L'immersion du lecteur dans le récit se fait très rapidement, à la fois grâce au naturel des personnages, à la consistance des environnements décrits avec soin et justesse, et les conventions d'espionnage qui attestent qu'il s'agit d'un divertissement. Il se rend progressivement compte que les éléments prosaïques viennent renforcer sa curiosité, que l'annonce d'une conspiration le rend soupçonneux de tout. Comment se fait-il que le médecin traitant de Caroline Baldwin lui propose un traitement justement à ce moment-là ? Les bouteilles de whisky vides signifient-elles que Baldwin est en train d'entrer dans une phase de déprime en se montant le bourrichon ? L'agent immobilier est-il de mèche avec des conspirateurs au vue de la voiture luxueuse qu'il a pu se payer ? André Taymans sait y faire pour provoquer la participation de son lecteur.
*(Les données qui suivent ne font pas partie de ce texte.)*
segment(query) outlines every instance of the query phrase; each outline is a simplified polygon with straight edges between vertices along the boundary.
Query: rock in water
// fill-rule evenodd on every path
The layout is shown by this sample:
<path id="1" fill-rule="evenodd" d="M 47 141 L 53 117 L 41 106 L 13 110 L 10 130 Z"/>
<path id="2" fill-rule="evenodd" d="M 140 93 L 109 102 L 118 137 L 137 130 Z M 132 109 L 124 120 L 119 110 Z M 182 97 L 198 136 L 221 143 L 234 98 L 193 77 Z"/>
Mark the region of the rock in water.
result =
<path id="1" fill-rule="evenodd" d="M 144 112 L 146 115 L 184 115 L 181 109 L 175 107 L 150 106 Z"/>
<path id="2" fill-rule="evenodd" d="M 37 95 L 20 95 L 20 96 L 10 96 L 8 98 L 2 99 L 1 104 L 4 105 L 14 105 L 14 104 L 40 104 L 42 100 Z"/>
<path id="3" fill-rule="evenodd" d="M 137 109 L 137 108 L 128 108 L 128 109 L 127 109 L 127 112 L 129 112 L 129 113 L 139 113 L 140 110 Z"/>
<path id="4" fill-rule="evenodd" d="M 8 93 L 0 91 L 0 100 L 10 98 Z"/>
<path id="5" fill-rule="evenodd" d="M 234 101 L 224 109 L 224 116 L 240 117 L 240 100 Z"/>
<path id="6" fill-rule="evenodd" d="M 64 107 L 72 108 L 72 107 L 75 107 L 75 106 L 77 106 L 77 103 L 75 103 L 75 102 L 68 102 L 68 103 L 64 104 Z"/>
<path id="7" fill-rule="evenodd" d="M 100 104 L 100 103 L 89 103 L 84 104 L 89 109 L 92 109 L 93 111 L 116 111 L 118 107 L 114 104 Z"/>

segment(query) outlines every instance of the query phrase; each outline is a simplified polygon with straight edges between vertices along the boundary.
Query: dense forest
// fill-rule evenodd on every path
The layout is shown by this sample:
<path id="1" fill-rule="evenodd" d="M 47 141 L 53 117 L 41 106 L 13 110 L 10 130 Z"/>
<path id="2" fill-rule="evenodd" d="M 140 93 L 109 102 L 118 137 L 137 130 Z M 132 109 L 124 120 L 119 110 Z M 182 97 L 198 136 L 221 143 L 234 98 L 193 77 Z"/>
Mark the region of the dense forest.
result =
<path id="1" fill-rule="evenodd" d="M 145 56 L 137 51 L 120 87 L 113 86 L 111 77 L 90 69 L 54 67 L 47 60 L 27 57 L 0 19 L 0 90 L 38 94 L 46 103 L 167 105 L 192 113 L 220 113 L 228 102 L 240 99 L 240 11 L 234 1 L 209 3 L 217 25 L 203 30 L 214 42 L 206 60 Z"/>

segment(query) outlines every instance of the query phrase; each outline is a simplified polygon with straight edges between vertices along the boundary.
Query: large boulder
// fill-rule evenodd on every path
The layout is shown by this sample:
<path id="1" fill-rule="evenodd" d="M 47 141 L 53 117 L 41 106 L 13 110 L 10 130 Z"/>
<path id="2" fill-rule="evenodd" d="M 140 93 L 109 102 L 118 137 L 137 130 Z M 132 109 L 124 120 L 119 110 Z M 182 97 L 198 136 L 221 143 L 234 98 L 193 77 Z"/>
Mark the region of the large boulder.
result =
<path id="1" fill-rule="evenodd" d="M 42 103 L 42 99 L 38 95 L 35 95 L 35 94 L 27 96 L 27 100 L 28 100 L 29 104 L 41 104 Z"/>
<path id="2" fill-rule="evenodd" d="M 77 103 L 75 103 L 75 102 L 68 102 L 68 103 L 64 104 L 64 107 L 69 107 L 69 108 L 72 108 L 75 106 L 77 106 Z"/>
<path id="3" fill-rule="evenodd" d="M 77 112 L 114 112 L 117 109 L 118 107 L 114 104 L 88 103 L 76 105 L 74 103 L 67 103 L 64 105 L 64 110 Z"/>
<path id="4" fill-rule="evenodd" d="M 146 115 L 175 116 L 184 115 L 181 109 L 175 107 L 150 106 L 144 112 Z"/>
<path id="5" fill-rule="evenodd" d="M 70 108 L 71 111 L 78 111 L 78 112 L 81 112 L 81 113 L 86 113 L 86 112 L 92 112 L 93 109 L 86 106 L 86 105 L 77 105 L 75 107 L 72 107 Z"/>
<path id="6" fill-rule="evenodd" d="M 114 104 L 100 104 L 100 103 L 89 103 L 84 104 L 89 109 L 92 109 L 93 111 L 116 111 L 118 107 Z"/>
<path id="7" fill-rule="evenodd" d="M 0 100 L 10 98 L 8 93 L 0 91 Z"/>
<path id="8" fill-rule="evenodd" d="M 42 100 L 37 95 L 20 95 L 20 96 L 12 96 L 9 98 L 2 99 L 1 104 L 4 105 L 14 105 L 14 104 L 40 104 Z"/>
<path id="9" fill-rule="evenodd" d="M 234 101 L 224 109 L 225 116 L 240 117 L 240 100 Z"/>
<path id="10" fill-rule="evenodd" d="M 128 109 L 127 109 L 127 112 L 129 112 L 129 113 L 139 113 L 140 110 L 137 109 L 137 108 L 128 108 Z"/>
Avec cette première partie d'un diptyque, André Taymans donne l'impression d'augmenter le dosage des éléments de divertissement, se faisant plaisir en racontant un thriller dans lequel les 2 principaux personnages perdent pied, sans rien perdre du plaisir de découvrir des environnements urbains et des paysages sauvages. Le lecteur savoure cette intrigue de type complot, impatient de découvrir la deuxième partie.